Le rapprochement entre Téhéran et Riyad sur le dossier libanais franchit un nouveau seuil. Selon des informations relayées par la presse libanaise, un canal de discussion directe se serait ouvert entre la République islamique d’Iran et le royaume d’Arabie saoudite, avec pour objet explicite la situation politique et sécuritaire au Liban. Ce mouvement, encore largement souterrain, viserait à neutraliser ce que Téhéran qualifie d’instrumentalisation par Washington de la « carte libanaise », utilisée comme levier de pression dans la négociation régionale plus large.
Le contexte importe. Depuis la reprise des relations diplomatiques irano-saoudiennes en mars 2023 sous médiation chinoise, les deux capitales multiplient les signaux de désescalade. Le théâtre libanais, longtemps considéré comme l’un des terrains les plus inflammables de leur rivalité, devient paradoxalement le banc d’essai d’une coordination minimale. Riyad, qui avait pris ses distances avec Beyrouth après plusieurs crises diplomatiques, semble réévaluer sa posture face à un effondrement institutionnel libanais aux conséquences régionales coûteuses.

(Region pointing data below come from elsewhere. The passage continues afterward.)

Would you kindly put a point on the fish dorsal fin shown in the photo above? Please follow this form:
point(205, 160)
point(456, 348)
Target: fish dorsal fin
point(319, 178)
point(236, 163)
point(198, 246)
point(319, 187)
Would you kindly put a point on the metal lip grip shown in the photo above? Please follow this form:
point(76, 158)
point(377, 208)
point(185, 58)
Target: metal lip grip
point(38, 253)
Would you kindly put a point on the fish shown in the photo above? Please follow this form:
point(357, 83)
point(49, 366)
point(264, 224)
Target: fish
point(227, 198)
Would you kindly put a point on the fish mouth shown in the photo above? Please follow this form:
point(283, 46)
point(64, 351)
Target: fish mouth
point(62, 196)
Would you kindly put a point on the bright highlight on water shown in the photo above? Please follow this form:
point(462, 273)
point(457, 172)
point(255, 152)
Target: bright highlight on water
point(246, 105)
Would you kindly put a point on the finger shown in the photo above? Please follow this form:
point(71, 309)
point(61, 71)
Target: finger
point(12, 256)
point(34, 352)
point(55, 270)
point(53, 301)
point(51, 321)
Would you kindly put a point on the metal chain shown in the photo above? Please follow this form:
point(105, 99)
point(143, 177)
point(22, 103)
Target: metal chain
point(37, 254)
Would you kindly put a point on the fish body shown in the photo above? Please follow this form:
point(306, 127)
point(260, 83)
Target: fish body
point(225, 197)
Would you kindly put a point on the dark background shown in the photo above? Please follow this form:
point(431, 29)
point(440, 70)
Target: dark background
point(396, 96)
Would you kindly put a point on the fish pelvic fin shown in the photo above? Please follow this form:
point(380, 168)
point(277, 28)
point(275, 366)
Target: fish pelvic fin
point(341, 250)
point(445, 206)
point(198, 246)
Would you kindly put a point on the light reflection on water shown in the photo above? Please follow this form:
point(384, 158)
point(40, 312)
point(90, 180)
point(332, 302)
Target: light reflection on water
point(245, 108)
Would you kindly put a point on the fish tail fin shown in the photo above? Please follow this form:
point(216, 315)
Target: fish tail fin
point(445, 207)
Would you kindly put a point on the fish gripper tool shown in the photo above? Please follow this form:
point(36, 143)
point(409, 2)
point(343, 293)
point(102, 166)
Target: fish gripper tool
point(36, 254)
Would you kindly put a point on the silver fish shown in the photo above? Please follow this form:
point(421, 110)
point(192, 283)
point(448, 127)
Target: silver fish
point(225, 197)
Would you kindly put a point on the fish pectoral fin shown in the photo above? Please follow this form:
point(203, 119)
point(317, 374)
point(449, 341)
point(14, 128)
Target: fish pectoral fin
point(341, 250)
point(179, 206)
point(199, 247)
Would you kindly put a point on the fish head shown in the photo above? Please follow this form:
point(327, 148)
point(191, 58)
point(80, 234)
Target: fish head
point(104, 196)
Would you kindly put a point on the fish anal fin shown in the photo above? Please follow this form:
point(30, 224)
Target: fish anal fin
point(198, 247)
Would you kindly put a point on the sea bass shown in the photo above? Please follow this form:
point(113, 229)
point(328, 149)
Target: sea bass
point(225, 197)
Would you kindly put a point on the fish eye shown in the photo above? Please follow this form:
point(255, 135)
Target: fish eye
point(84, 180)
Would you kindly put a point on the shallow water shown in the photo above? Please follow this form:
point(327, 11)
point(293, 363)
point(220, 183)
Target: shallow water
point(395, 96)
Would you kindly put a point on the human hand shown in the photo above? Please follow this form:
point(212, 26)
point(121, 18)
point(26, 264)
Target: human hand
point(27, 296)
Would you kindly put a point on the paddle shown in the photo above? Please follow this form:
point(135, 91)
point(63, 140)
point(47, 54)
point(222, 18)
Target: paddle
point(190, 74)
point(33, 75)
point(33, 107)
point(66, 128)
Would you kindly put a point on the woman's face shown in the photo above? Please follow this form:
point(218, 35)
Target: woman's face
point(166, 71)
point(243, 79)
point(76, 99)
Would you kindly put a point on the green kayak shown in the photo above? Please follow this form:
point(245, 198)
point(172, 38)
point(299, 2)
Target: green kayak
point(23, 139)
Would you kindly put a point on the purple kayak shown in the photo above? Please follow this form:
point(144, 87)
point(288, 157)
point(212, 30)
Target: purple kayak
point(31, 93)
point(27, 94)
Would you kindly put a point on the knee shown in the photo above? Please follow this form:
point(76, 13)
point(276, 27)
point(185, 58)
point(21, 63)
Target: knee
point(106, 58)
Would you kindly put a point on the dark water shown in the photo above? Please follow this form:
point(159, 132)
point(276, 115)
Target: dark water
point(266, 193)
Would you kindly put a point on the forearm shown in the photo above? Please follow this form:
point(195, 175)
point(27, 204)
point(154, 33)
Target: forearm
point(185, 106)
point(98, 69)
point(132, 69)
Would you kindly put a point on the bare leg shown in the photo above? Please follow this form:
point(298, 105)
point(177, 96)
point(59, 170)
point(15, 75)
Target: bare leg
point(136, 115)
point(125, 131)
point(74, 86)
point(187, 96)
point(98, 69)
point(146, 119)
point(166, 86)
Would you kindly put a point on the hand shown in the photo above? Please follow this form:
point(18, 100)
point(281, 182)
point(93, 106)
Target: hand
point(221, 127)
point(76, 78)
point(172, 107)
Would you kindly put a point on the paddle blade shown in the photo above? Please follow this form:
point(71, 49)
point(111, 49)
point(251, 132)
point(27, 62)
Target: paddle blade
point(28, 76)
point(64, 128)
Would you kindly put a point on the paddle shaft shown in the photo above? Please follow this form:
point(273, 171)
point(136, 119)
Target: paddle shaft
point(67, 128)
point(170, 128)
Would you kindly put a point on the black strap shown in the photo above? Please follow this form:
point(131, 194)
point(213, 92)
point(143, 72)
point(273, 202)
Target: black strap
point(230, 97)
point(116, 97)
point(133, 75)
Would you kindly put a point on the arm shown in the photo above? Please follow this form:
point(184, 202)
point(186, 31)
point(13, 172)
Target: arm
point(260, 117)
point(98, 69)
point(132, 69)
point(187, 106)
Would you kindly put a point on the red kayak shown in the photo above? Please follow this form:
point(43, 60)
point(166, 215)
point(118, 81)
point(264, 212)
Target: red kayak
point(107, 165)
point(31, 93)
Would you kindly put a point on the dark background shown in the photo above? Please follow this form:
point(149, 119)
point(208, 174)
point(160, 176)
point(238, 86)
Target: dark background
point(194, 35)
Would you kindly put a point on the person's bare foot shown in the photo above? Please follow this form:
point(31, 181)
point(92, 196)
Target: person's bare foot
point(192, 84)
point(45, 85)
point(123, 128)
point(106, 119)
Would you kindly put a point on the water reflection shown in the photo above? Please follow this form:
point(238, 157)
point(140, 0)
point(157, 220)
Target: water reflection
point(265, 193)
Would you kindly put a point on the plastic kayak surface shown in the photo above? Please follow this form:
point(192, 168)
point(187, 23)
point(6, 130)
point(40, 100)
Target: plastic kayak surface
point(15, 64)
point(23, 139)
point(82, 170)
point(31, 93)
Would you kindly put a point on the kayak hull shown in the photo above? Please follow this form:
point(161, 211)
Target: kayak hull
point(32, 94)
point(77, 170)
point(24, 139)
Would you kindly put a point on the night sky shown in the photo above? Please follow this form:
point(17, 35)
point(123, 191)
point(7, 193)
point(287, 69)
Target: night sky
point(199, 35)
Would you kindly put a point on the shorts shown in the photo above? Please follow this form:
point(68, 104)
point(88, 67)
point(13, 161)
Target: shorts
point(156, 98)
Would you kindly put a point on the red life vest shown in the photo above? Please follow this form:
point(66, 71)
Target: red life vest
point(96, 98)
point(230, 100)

Un canal direct qui contourne l’intermédiation américaine
L’ouverture d’une ligne bilatérale entre la diplomatie iranienne et son homologue saoudienne marque une rupture méthodologique. Jusqu’ici, le dossier libanais transitait pour l’essentiel par les chancelleries occidentales, au premier rang desquelles Washington, relayé sur le terrain par l’émissaire américain dédié au dossier. Cette architecture permettait à l’administration américaine d’arbitrer les exigences de désarmement du Hezbollah, les négociations frontalières avec Israël et la formation gouvernementale à Beyrouth.

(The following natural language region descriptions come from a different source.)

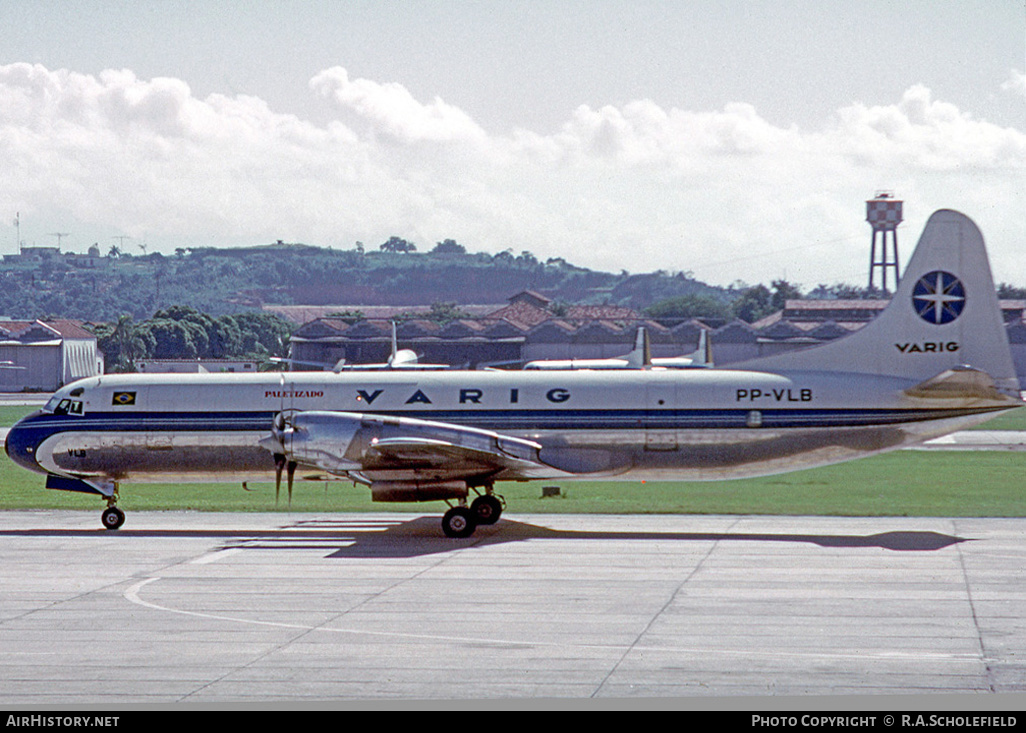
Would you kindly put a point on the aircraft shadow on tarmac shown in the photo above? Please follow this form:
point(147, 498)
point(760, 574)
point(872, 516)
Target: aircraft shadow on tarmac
point(421, 536)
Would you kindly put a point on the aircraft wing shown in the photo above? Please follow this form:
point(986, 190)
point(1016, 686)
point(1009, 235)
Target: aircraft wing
point(371, 448)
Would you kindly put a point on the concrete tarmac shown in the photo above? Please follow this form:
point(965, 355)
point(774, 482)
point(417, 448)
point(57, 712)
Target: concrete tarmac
point(181, 608)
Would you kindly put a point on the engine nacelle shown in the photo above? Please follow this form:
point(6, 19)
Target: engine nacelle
point(417, 491)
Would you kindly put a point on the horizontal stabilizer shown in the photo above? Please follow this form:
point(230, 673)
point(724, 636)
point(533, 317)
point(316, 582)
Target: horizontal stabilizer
point(961, 383)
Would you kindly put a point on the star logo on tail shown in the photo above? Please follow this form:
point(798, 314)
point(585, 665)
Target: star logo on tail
point(939, 297)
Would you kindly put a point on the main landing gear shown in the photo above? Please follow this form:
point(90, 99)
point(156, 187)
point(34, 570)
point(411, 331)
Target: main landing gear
point(462, 521)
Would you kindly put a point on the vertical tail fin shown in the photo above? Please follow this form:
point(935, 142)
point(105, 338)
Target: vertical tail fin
point(945, 314)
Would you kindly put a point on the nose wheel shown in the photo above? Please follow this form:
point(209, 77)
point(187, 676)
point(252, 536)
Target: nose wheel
point(112, 517)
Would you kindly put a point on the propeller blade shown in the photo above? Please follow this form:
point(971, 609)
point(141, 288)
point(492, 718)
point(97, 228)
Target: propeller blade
point(279, 464)
point(290, 471)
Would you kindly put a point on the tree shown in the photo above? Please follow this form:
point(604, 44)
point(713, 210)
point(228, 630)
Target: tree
point(689, 306)
point(398, 244)
point(753, 304)
point(448, 246)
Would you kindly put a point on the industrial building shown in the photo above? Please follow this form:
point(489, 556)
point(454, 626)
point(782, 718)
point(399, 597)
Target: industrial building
point(37, 356)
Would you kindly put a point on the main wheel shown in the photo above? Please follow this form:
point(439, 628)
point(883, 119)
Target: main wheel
point(112, 517)
point(459, 522)
point(486, 509)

En traitant directement avec Riyad, Téhéran cherche à priver cette mécanique de l’un de ses ressorts. La logique est explicite du côté iranien : si l’Arabie saoudite cesse d’aligner sa position libanaise sur celle de la Maison-Blanche, le pouvoir d’injonction américain sur Beyrouth se trouve mécaniquement réduit. Pour Riyad, l’intérêt est différent mais convergent. Le royaume entend préserver une influence sunnite au Liban sans s’exposer aux coûts d’une confrontation frontale avec le « Parti de Dieu », mouvement libanais soutenu par l’Iran.
Le Hezbollah, variable d’ajustement régionale
Au cœur du dispositif figure la question du Hezbollah, affaibli par treize mois d’affrontement avec Israël et par la perte de plusieurs de ses cadres dirigeants en 2024. La pression américaine, relayée par l’armée libanaise, porte sur le démantèlement de l’arsenal du mouvement au sud du Litani, conformément aux engagements pris dans le cadre du cessez-le-feu de novembre 2024. Téhéran refuse que ce dossier soit traité hors de tout cadrage régional, considérant que le désarmement unilatéral du Hezbollah équivaudrait à une reddition stratégique.
Le canal saoudien offre à la diplomatie iranienne une chambre d’écho alternative. En discutant directement avec Riyad de l’avenir politique du Liban, Téhéran cherche à inscrire le dossier dans une grammaire régionale plutôt que dans le cadre bilatéral imposé par Washington. Cette approche valorise les équilibres confessionnels internes au lieu de privilégier la seule logique sécuritaire portée par Israël et ses soutiens américains.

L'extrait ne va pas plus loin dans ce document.